The Difficulty of Discernment

Background image by George Desipris, via Pexels

I’ve been wrestling a lot lately with the “prophetic” part of the baptismal call: priest, PROPHET, king. Like many people, until I was well into adulthood I had a wrong understanding of what it means to be a prophet. Prophecy was never about predicting the future. It was about speaking for God. Isaiah, Ezekiel, Jeremiah et al called out leaders, cultural institutions, and members of the culture for behaviors and attitudes that stood in opposition to the covenant they’d sworn to uphold.

Of course, no one likes being called out, so prophets often ended up exiled or stoned to death or beheaded (like John the Baptist). But it didn’t change the fact that they were speaking truth to power, whether anybody ever changed or not.

It’s hard to discern this call in modern life. The world is so noisy, and people speak what they believe to be “truth” with great volume and varying justification. I’ve been in far too many debates lately, and the people other side of these debates are absolutely convinced that they are the ones speaking truth and I am misguided, while I believe to the depths of my bones that it’s exactly the opposite.

Both of us can’t be right.

It’s difficult to discern when to speak and when to let someone else have the last word. My husband says, “They’re never going to change their minds. Quit arguing. Just scroll by.” But I say, “These are things that doesn’t even stand up under the weight of critical thinking and reason, let alone the faith. If we don’t speak the truth, we cede the battlefield to the devil.”

These days I bring everything back to its essence: “This post/argument/belief is inconsistent with the Gospel.” We’ve been blurring the lines between faith and politics so long, we often don’t even recognize that some of the most passionately-held opinions in Religious World have nothing whatsoever to do with the Gospel, and are, in some cases, contrary to it. I understand it, because I lived it until I was more than thirty years old. It was a hard thing, requiring a lot of humility and prayer, to allow myself to change. It only happened because the reality of parenting a child with a developmental disability put me nose to nose with inconvenient truths I had, until then, been able to ignore.
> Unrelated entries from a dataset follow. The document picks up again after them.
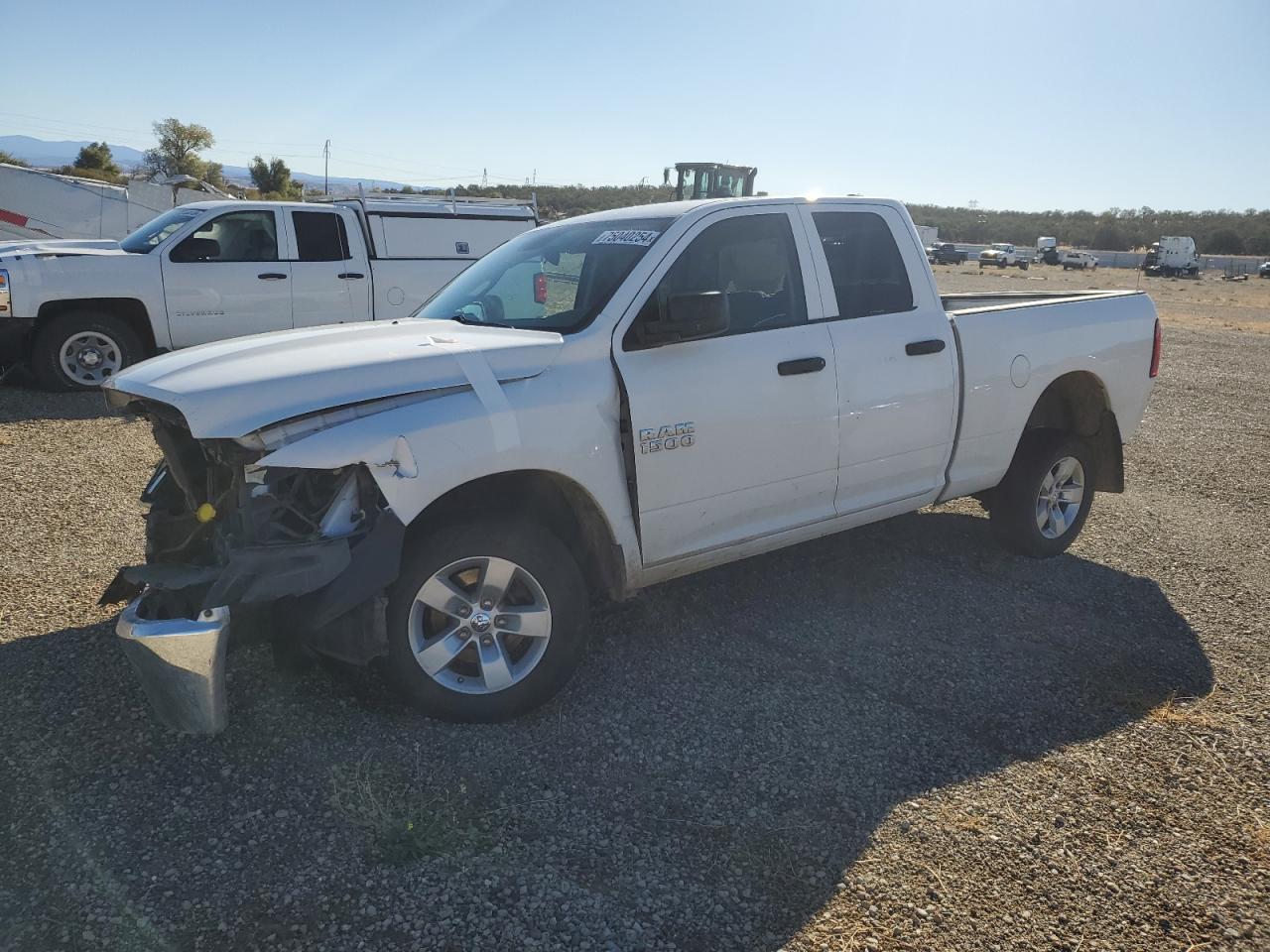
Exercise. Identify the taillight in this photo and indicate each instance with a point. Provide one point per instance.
(1155, 352)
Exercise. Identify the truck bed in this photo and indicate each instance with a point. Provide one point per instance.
(971, 302)
(1012, 345)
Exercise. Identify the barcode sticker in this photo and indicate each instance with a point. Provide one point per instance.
(626, 238)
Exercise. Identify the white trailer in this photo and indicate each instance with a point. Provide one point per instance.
(40, 204)
(1173, 257)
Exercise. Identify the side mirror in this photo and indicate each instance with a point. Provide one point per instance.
(195, 249)
(689, 317)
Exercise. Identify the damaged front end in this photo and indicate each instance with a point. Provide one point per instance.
(299, 557)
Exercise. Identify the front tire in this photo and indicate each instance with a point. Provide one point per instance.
(81, 349)
(486, 621)
(1040, 506)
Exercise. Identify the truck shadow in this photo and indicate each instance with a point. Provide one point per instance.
(722, 758)
(22, 400)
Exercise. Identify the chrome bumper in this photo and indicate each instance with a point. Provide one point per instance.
(181, 662)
It’s very uncomfortable to envision oneself in a prophetic role. Who am I to do this? How can I be sure I’m actually speaking what God wants said? What if I’m wrong?

Except… the sea change in my world view has been so tightly woven into my spiritual growth, I don’t see how it could be wrong. I’ve been praying too long, too fervently, and too consistently for discernment, for wisdom, for clarity, for God’s will, and for God to keep me on the path of that will, whatever it is. There’s no way God would have allowed me to continue on a totally erroneous path. If I were wrong, God would have put me face to face with other inconvenient truths I couldn’t avoid, to make it clear I needed to detour. Instead, the epiphanies of the last decade or two keep being confirmed.

I’m afraid of breaking relationships. I’m afraid of going too far and abandoning God’s path in the opposite direction. I’m afraid of speaking the right thing in the wrong way and doing more harm than good. I’m afraid of failing altogether when the stakes are so high. Most of all, I’m worn out by the battle. I know in the end, God will sort it out, that “success is not the prize” as Rory Cooney wrote. But it’s hard to stand in the maelstrom and wonder if I’m being egotistical for thinking I’m meant to be in it at all.